Question

There are two pipes, an inlet pipe , which completely fills a tank at \[6\] \[litre/\min \] and an outlet pipe which empties the tank at \[4\] \[litre/\min \] .The pipe function alternately for \[1\] minute and the inlet pipe is the first to function. Considering the capacity of the tank as \[50\] \[litres\] , how much time will it take to completely fill the tank?

Answer 1

Hint: In this question, we were given a tank which contains two pipes of which one is inlet and other is outlet pipe. The pipes function alternatively for a minute each and their rates at which inlet and outlet of water is done was given. The capacity of the tank was given, we must find the total time to completely fill the tank. Now using the rates given we find the net rate of inlet of water and compute the solution.
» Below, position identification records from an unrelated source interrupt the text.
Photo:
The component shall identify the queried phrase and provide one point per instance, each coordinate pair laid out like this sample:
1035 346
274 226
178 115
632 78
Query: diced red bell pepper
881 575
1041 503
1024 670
Complete step-by-step answer:
According to the question, the pipes functions alternately each a for a minute and the inlet pipe is first to function, so we write
Initially the tank is empty and for the first minute the inlet pipe is opened which has the rate of filling the tank as \[6\] \[litre/\min \].Therefore it means it fills \[6\] litres per minute. Now the tank contains \[6\]litres of water .In the next minute as the pipes function alternately outlet pipe is opened ,it has a rate of emptying tank as \[4\] \[litre/\min \].Therefore it means it empties \[4\] litres per minute .Now as the tank already contains \[6\]litres, outlet pipe releases \[4\]litres of it and the remaining quantity of water in tank will be \[2\]litres in total time of two minutes.
Therefore we write the net rate of water inflow \[R = \dfrac{{2litres}}{{2\min }} = 1litre/\min \] .
Now a total volume 50 litres should be filled so we write,
\[R = \dfrac{{volume}}{{time}}\]
\[R = 1 = \dfrac{{50}}{{time}}\]
\[ \Rightarrow time = 50\min \]
Therefore, the total time required to fill the tank will be \[50\] minutes.
So, the correct answer is “50 Mins”.

Note: While solving this question, all the main terms such as inlets, outlets etc. should be known. Inlet and outlet features allow water to flow into and out of features and also limit the rate at which water flows along and out of the system. Efficiency is inversely proportional to the Time taken when the amount of work done is constant.